Describing a $m$-dimensional plane of $\Bbb{R^n}$ with a $m$-dimensional subspace of $\Bbb{R^n}$

Question

I am given a definition of a plane as per the following : A $m$-dimensional plane in $\Bbb{R^n}$ is the set $$T=x_0+E:=\{x_0+y\in\Bbb{R^n}:y\in E\}$$

where $E$ is a $m$-dimensional subspace of $\Bbb{R^n}$, and $x_0$ is a point of the plane. I don't see how this definition of a plane fits in with the standard $ax+bx+cz = d$ equation of a plane. I'm trying to see how the plane $$x+y+z = 1$$

can be written in terms of the above definition.
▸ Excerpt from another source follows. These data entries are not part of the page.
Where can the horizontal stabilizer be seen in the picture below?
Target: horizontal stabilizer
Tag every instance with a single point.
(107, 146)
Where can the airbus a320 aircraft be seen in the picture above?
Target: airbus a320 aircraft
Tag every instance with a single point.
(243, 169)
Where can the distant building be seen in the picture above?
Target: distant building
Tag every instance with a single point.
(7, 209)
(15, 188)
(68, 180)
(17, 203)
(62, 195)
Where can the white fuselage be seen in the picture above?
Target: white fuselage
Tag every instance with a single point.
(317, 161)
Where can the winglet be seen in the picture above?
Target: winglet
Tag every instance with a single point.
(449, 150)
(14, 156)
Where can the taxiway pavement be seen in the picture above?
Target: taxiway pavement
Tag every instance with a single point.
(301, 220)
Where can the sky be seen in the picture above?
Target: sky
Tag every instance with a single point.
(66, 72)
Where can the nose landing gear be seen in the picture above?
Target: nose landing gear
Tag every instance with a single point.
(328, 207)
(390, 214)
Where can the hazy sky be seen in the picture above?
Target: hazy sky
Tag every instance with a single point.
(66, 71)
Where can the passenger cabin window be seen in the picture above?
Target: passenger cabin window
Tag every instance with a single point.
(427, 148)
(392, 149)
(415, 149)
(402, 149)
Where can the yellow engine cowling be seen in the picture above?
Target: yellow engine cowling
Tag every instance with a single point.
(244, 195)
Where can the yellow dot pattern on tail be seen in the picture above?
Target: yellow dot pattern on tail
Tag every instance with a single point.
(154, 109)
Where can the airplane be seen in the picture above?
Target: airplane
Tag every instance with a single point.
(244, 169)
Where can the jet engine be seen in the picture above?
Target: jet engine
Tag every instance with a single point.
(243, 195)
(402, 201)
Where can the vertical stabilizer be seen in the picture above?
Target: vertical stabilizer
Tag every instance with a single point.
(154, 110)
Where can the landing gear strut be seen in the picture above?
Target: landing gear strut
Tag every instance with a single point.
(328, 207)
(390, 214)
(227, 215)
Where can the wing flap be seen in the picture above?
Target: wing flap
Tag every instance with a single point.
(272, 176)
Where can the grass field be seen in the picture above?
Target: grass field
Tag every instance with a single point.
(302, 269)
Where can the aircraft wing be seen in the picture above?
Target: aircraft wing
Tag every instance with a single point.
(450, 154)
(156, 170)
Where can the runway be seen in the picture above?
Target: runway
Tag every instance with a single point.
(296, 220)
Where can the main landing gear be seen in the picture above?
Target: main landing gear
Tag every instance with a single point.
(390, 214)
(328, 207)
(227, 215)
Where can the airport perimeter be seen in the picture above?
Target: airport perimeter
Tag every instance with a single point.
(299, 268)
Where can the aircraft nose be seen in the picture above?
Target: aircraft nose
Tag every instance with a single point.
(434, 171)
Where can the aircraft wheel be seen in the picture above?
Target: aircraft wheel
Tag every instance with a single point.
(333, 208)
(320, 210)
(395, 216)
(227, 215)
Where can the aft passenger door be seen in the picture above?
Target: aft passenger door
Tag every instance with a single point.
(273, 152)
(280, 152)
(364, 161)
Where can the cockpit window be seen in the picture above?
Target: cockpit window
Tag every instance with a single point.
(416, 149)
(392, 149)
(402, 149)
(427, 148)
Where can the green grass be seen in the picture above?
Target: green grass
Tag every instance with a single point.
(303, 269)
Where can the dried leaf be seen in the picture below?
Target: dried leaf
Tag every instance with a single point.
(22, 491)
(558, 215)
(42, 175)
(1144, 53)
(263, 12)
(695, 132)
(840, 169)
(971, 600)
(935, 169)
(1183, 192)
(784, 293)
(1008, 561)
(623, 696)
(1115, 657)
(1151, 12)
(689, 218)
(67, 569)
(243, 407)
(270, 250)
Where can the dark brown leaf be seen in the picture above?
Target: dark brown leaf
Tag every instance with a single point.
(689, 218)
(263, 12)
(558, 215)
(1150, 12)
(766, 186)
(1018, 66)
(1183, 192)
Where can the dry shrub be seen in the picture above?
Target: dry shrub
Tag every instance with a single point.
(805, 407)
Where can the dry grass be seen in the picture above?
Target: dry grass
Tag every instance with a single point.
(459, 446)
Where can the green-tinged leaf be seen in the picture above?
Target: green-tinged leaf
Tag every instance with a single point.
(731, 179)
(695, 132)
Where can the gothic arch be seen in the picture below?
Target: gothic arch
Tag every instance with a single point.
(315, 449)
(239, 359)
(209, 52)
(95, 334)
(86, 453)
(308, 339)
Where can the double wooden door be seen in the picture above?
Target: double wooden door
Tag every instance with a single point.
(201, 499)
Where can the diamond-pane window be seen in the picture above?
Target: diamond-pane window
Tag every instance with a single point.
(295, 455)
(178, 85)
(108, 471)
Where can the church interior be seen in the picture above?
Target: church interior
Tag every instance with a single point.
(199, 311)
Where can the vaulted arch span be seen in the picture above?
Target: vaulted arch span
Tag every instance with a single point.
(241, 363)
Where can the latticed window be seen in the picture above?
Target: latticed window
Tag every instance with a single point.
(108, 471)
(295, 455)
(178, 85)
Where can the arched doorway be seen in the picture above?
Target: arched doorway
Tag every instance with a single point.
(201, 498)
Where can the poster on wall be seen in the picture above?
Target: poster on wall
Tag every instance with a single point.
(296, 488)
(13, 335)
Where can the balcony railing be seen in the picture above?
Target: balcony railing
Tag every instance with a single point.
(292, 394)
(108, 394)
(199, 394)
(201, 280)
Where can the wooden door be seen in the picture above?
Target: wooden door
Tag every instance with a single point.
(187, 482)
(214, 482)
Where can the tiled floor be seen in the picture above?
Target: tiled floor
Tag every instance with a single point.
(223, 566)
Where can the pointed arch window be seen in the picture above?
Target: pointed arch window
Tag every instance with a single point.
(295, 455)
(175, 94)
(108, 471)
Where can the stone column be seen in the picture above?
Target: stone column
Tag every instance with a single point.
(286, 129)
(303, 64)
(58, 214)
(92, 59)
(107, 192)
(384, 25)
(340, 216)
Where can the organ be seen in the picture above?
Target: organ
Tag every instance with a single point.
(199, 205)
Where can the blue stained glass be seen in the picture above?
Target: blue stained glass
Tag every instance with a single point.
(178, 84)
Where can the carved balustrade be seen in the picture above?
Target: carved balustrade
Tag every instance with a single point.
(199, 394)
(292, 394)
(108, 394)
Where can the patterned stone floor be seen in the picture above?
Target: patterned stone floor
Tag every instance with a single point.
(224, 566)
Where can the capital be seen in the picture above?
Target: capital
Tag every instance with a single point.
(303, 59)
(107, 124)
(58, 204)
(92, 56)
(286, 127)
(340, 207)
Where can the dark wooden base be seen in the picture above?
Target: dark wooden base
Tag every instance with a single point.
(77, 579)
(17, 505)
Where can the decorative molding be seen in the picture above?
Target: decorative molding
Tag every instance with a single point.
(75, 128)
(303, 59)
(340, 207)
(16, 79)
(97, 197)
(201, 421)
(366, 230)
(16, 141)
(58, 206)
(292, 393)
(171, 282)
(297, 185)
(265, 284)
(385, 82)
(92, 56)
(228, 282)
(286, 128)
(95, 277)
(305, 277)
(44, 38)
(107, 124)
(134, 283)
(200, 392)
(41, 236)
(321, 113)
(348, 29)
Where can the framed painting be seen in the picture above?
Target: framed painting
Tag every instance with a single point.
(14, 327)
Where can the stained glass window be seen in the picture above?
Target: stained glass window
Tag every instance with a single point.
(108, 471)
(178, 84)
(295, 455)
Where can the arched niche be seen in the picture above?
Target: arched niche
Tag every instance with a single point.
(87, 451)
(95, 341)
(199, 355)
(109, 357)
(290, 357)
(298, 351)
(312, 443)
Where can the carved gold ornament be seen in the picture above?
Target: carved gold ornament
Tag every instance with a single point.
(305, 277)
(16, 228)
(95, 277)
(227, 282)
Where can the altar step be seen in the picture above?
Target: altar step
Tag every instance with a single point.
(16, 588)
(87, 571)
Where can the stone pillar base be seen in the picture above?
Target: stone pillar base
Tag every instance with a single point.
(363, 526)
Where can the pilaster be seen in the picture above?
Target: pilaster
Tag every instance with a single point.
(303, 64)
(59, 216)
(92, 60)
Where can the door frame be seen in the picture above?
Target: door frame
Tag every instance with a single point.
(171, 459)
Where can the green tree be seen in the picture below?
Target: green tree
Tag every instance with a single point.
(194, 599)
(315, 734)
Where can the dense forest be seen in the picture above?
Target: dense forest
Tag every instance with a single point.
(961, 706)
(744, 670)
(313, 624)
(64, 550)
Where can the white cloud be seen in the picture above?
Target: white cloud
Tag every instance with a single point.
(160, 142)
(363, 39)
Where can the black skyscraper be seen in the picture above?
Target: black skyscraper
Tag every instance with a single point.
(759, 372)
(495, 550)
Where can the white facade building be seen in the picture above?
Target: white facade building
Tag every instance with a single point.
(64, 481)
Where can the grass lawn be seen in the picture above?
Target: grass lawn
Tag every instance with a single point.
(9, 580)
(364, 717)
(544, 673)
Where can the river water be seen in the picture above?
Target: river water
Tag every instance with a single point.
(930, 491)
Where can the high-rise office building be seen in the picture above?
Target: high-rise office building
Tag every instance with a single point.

This equation describes a $2$-dimensional plane in $\Bbb{R^3}$, so $m=2$. Then the set $E$ must also be $2$-dimensional, hence it is also a plane. What exactly is this $E$, for the plane given by equation above?

Answer 1

$z=1-y-x$ so that $(x, y, z)=(x, y, 1-y-x) = (0, 0, 1)+x(1, 0, -1)+y(0, 1, -1)$. The vectors $(1, 0, -1)$ and $(0, 1, -1)$ span a 2 dimensional subspace E of $\Bbb{R^3}$. E defines a plane through the origin and your plane is a parallel one through $(0,0,1)$

Answer 2

Consider the case of $E$ hyperplane, $i.e.$ codimension 1. The hyperplane is definded by $$E=\{y\in\mathbb{R}^n,\,a_{1}y_{1}+\dots+a_{n}y_n=0\}=\{y\in\mathbb{R}^n,\,\langle y,a\rangle=0\}=a^{\perp}.$$

Let then $T=x_{0}+E$, hence for $x\in T$, $x=x_{0}+y$, we have $$\langle x,a\rangle=\langle x_0,a\rangle+\langle y,a\rangle=\langle x_0,a\rangle+0=\langle x_0,a\rangle,$$ which is the other definition if you define $d:=\langle x_0,a\rangle$.

For codimension greater than $k>1$, remark that you have $k$ equation, that is the intersection of $k$ hyperplanes.